According to multiple media reports, BYD is expected to supply Tesla with its state of the art Blade batteries. Moneyball and CnEVPost have also reported that the deliveries will start in the Q2 of 2022, while the batteries are currently undergoing testing.
“Multiple insider sources: #BYD to supply Tesla with blade battery starting 22Q2, Tesla model carrying BYD #battery entered C-sample testing phase.”
There are various chemistries of Li-ion batteries available, however the most common types are the lithium ‘metal’ oxide (where the metal can be NMC [nickel-manganese-cobalt] or NCA [nickel-cobalt-aluminium], among others) and lithium ferrous phosphate (LFP). While NMC batteries have remained the preferred choice for Western automakers such as Mercedes-Benz, BMW, Volkswagen and Ford, the LFP chemistry has found favor with Chinese automakers.
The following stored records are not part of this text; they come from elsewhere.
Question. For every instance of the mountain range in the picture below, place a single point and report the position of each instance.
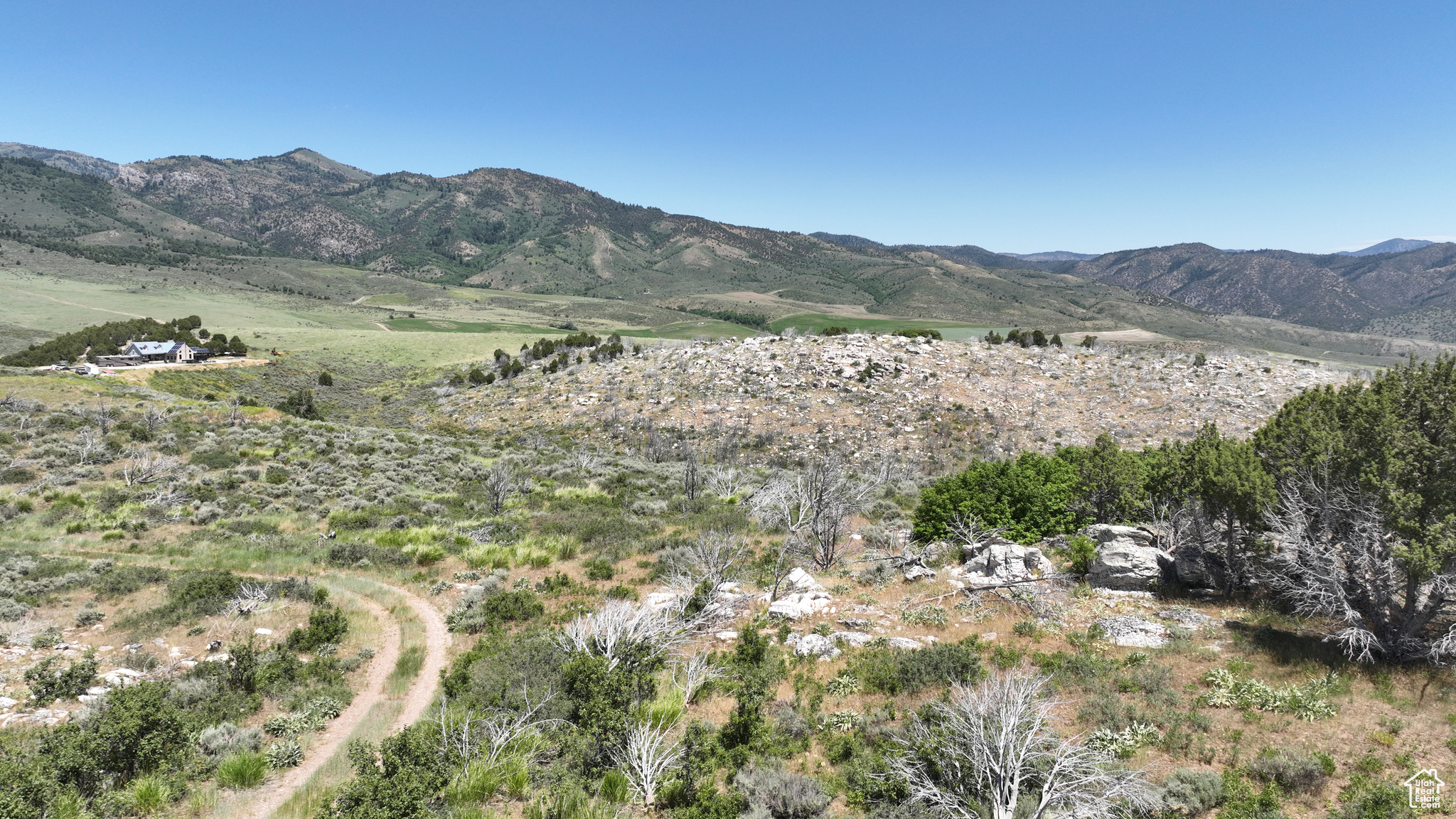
(508, 229)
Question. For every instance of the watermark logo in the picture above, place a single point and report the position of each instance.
(1424, 791)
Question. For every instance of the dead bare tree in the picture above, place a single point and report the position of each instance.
(501, 484)
(625, 631)
(156, 417)
(147, 466)
(486, 739)
(584, 459)
(692, 477)
(250, 598)
(91, 448)
(1336, 560)
(104, 417)
(693, 672)
(727, 481)
(995, 745)
(235, 413)
(712, 557)
(970, 531)
(646, 756)
(814, 506)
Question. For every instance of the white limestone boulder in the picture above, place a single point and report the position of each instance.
(1126, 559)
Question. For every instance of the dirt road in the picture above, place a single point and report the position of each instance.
(415, 701)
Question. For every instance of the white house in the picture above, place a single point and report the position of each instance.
(175, 352)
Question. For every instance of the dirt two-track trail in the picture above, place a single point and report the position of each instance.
(415, 701)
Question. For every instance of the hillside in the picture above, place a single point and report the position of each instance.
(522, 232)
(1334, 291)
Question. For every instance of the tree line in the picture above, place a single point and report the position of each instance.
(1342, 508)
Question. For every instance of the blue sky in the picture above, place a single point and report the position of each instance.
(1029, 126)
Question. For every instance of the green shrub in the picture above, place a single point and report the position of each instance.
(615, 787)
(225, 739)
(149, 796)
(1295, 771)
(599, 569)
(48, 682)
(1193, 793)
(1079, 552)
(361, 519)
(424, 554)
(284, 754)
(326, 626)
(1242, 802)
(353, 552)
(928, 616)
(1368, 799)
(1032, 498)
(197, 594)
(242, 771)
(782, 795)
(900, 670)
(216, 459)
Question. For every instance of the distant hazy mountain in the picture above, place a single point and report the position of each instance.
(1334, 291)
(1389, 247)
(514, 230)
(1051, 257)
(847, 240)
(63, 159)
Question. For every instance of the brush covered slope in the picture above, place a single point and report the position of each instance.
(766, 681)
(1334, 291)
(522, 232)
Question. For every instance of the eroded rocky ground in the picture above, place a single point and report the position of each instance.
(867, 392)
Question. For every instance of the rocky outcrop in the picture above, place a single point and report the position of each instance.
(1133, 631)
(1126, 559)
(814, 646)
(997, 562)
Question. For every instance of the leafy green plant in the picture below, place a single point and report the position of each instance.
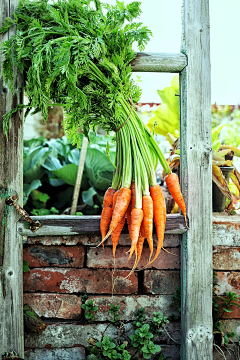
(229, 300)
(111, 351)
(78, 55)
(141, 340)
(57, 174)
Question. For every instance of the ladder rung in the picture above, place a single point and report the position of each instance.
(159, 62)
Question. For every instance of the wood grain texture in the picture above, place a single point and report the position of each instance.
(159, 62)
(71, 225)
(11, 182)
(196, 179)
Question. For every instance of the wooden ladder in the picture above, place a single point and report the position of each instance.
(193, 65)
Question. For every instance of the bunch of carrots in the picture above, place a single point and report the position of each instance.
(135, 196)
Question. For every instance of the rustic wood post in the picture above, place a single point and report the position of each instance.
(196, 176)
(11, 182)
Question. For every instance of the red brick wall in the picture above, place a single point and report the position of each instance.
(63, 268)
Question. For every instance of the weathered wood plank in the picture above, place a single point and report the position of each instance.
(93, 240)
(196, 145)
(159, 62)
(11, 182)
(71, 225)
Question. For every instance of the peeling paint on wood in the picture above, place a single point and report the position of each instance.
(70, 225)
(196, 182)
(94, 240)
(159, 62)
(11, 182)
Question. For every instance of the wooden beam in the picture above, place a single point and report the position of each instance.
(159, 62)
(196, 178)
(71, 225)
(11, 182)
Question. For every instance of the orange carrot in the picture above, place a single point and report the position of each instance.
(133, 195)
(115, 236)
(159, 215)
(107, 211)
(136, 216)
(148, 220)
(130, 207)
(173, 185)
(122, 202)
(140, 242)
BYD’s Blade batteries are based on the LFP chemistry. They are incredibly long, measuring 96cm in length, 9cm in height and just 1.35cm in thickness. BYD claims that its Blade batteries are superior to conventional LFP cells.
NMC batteries have been widely criticized for their safety risks and the potential for spontaneous combustion in case of accidents. The cobalt content in the batteries minimizes the fire hazard, but with the element being expensive, difficult to ethically source and infamous for being unfriendly to the environment, companies are hard at work to reduce the amount of cobalt in their batteries, and, instead, increase the nickel content. While this does help to substantially increase their energy density, it also makes the batteries more prone to combustion, in case of a mishap.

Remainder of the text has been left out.